There's one scene near the end that to me (and the New York Times reviewer) underscores the morality at work in the storyline. I won't give it away completely, but it reminded me of that scene in American Gigolo where Richard Gere's character, in order to save himself, finally gives in and says he'll even do "fag tricks."
Poor baby. How awful for you, a man who gets paid to have sex with old broads to get paid to have sex with old geezers! The moment in Shame and in American Gigolo are not literally identical, but it's kind of the same subtext: I'm broken, I'm at my wit's end, I'll stoop to do something that I normally wouldn't do, that's even more abhorrent to me and the world at large. I'll have sex with another man! Yes, I've fallen that far.
Well, fuck that, fig and lit.
Lotz looks more like the rest of us, hairy and pudgy, and is less obvious in his motivations and intents. At the end, you'd like to think he could have turned back, found another way to deal with his feelings and frustration. You don't necessarily see him as a victim of his circumstances or particularly tortured by what he's wrought. Not because he isn't in some indirect way. It's just that he's so repressed and expressionless that he doesn't fathom what he's done or can't feel what he wants. In some ways, this makes him monstrous. In other ways, it makes you feel for him ever so slightly, although you can't forget, you don't forgive.
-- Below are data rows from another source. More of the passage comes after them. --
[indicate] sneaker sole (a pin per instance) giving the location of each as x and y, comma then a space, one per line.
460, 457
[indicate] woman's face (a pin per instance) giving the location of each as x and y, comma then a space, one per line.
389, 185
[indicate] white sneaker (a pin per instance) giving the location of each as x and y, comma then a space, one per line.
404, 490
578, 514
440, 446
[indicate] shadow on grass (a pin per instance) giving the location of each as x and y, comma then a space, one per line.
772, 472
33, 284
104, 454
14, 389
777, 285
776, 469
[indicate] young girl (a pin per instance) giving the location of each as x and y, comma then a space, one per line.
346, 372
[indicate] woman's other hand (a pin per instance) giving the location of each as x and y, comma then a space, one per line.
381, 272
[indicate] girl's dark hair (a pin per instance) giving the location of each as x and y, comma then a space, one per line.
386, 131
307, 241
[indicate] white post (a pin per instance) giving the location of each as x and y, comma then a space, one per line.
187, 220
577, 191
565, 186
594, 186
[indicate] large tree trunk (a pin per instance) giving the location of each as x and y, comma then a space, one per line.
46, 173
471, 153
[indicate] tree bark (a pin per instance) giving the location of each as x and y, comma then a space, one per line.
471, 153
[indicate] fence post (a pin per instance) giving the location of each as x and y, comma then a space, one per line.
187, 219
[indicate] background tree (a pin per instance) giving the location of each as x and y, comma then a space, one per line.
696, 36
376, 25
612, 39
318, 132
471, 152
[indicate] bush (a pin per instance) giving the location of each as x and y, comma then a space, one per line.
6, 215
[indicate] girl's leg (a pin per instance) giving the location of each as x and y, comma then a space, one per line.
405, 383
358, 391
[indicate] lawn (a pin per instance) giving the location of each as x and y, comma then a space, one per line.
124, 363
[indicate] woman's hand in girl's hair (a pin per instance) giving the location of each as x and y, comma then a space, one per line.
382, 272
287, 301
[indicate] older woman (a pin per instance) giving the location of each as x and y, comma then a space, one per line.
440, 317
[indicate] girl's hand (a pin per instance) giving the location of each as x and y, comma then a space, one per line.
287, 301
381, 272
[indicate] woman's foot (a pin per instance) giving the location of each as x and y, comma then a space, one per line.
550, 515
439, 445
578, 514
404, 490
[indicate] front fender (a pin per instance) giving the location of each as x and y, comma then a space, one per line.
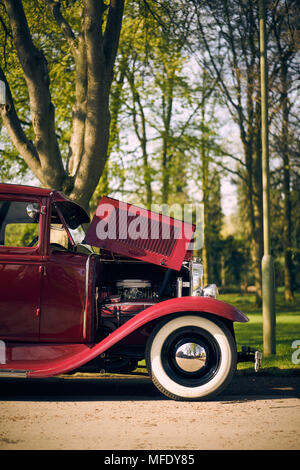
172, 306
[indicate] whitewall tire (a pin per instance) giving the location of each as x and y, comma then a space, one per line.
191, 357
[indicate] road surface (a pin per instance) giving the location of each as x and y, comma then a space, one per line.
255, 412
Beauty actually reminded me of a different picture, the Australian film, Head On, which details the story of a young, gorgeous Greek-Aussie guy (played by Alex Dimitriades), repressed in his emotions and confused in his sexuality, yet who aggressively goes after back alley sex with any willing guy, no matter how unsavory. He eventually has an epiphany about what he wants, who he is--but it doesn't play out the way you'd like to think it will. This ain't no Billy's Hollywood Screen Kiss.
Nor is Beauty. And yet Head On has stayed with me over the years, even though it, too, is a difficult film to recommend to others because of its darkness and unhappiness. I suspect Beauty will stay with me as well.
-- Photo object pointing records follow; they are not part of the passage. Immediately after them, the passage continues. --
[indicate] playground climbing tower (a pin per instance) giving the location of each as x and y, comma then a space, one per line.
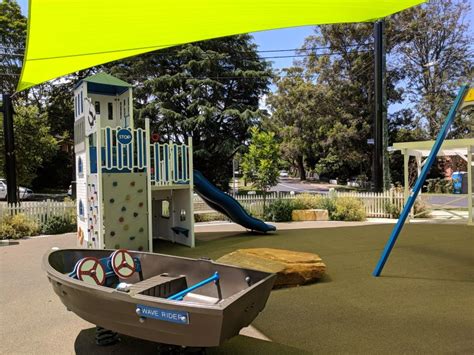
131, 187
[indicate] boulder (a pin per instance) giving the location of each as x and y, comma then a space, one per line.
292, 268
310, 215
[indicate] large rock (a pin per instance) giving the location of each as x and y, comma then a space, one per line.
292, 268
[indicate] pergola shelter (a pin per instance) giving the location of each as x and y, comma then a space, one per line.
463, 148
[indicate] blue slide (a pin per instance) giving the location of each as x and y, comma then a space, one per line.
227, 205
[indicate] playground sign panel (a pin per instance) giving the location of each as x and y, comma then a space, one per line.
124, 136
163, 314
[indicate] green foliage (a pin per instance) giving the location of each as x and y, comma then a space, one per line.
348, 209
392, 209
58, 225
435, 57
339, 209
308, 201
421, 209
33, 142
209, 217
17, 226
209, 90
12, 41
260, 164
279, 210
440, 186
So if you're looking for a "gay" movie to warm the cockles of your heart--or the cockles found in any other region of your body--this is not the one.
But if you want to be challenged, intellectually and emotionally, want to experience another culture, another mindset, then, yes, walk this way. Go see this film. But prepared to be unsettled by it--and yet still feel the need to see it again. And perhaps again as well.